Flaming Ears is a 1992 Austrian experimental science fiction queer film directed by and starring A. Hans Scheirl, Ursula Pürrer, and Dietmar Schipek. The film is set in the burned-out fictional city of Asche in the year 2700 and follows the tangled lives of three characters: a comics artist named Spy, a clubgoing pyromaniac named Volley, and an enigmatic reptile-eating alien named Nun.

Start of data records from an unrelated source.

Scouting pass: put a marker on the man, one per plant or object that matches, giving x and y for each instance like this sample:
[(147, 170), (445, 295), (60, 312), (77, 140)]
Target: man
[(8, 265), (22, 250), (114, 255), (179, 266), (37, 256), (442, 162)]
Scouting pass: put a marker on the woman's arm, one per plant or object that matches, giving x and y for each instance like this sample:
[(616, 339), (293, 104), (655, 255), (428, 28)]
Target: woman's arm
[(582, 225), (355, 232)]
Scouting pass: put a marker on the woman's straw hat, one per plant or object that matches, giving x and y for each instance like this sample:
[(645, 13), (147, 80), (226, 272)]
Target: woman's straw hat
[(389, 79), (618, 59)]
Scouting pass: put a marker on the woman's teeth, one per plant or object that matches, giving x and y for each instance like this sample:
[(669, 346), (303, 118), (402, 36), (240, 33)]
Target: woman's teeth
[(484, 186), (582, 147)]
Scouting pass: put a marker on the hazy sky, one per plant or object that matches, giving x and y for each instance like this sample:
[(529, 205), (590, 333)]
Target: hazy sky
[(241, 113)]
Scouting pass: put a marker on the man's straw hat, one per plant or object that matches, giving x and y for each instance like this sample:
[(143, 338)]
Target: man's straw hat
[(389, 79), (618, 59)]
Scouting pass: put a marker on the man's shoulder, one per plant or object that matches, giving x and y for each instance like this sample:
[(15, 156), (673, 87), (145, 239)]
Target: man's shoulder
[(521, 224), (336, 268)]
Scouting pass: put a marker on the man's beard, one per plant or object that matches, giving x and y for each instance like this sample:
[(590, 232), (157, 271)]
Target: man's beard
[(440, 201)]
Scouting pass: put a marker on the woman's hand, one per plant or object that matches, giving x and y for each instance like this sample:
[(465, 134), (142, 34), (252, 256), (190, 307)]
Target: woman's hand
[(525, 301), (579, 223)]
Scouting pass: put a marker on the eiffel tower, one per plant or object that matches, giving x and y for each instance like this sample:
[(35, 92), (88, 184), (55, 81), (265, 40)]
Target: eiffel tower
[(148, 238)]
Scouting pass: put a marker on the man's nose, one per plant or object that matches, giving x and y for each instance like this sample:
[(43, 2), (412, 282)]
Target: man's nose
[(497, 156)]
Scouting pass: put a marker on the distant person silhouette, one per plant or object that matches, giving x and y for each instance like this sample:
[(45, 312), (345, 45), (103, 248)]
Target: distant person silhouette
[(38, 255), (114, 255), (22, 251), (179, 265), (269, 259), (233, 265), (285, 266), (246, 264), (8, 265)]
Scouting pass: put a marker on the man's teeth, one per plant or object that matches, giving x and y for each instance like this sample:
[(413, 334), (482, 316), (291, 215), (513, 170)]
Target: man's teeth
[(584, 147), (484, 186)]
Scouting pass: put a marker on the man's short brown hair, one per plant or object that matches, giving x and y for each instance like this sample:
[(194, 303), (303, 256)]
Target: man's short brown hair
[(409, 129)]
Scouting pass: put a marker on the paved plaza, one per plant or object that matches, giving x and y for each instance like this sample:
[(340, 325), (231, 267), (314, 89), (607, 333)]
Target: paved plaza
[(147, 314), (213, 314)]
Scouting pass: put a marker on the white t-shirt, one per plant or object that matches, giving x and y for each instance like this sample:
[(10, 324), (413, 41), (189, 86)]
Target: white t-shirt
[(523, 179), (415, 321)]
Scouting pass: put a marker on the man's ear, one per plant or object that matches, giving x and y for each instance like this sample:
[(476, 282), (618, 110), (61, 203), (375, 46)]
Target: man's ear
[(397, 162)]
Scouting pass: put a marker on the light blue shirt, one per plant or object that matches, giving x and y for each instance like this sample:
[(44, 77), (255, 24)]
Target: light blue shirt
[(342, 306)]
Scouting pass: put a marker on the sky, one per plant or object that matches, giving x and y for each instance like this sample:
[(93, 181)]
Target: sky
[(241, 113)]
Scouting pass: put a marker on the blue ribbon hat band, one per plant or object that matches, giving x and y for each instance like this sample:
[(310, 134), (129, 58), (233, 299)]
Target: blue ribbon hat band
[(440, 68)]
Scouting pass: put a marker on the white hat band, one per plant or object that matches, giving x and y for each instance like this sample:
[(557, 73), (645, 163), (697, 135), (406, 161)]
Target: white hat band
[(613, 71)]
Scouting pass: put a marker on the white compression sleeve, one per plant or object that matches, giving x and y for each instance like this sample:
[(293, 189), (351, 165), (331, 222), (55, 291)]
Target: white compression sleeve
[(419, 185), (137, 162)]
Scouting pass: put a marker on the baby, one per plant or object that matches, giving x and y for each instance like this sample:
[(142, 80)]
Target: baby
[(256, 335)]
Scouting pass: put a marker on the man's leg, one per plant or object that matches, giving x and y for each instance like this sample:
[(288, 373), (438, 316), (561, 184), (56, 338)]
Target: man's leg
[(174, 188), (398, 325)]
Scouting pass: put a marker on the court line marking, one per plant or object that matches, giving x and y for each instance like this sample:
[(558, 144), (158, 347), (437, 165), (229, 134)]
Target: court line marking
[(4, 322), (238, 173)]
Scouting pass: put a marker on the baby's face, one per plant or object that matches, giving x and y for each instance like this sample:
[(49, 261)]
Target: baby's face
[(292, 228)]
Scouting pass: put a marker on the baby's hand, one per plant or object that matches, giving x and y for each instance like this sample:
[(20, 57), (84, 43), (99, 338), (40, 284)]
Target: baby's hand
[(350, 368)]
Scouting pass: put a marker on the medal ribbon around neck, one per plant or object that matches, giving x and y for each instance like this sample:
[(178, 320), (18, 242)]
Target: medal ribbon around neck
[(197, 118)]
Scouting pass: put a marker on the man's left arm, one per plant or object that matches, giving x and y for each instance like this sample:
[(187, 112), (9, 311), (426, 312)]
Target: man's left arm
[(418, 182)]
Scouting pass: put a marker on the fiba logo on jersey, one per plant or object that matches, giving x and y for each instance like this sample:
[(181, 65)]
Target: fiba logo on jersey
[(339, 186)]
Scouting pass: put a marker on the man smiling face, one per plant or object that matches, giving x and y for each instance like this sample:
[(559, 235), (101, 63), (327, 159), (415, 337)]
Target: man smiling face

A restoration of the film was released in theaters on November 16, 2022. The restored Flaming Ears was reconstructed from prints after the original negatives and sound recordings were lost.

==Plot==
Set in the year 2700 in the fictional burned-out city of Asche, the story follows the tangled lives of three women. Spy is a comic book artist whose printing presses are burned down by Volley, a sexed-up pyromaniac. Seeking revenge, Spy goes to the lesbian club where Volley performs every night. Before she can enter, Spy gets into a fight and is left wounded in the streets. She is found by Nun, an amoral alien in a red plastic suit who lives on a diet of rats and plastic reptiles and also happens to be Volley's lover. Nun takes the injured Spy home and must hide her from Volley.

==Cast==

- Susana Helmayr as Spy
- Ursula Pürrer as Volley
- A. Hans Scheirl as Nun
- Margarete Neumann as M
- Gabriele Szekatsch as Blood
- Anthony Escott as Man with Cactus
- Luise Kubelka as Girl
- Dietmar Schipek as Corpse Washer
- Heiderose Hildebrand as Tailor
- Sabine Perthold as Tolisa
- Norbert Gmeindl as Explosive Dealer
- Bella Gmeindl as Explosive Dealer
- Billa Gmeindl as Explosive Dealer
- Karin Melton as Club Bouncer
- Monika Bernold as Club Bouncer
- Birge Krondorfer as Vampire
- Arleen Schloss as Passerby
- Birgit Langenberger, Julia Kordina, Gabi Mattes, Gerda Ambros, Ulli Sladek, Gabi Prosek, Brigitta Palkner, Brigitte Luise Roth, Karin Rick, Liselotte Brodil, Bea Sommersguter, Ingrid Kaindl, Uli Aigner, Jana Cejpek, Gudrun Kampl, and Andrea Witzmann as Clubgoers

==Style and production==
Flaming Ears was shot on Super 8 and features extensive use of miniatures, stop-motion animation, and matte painting. The film was produced with a small cast and on a low budget. The film's directors and writers also perform in the film as actors.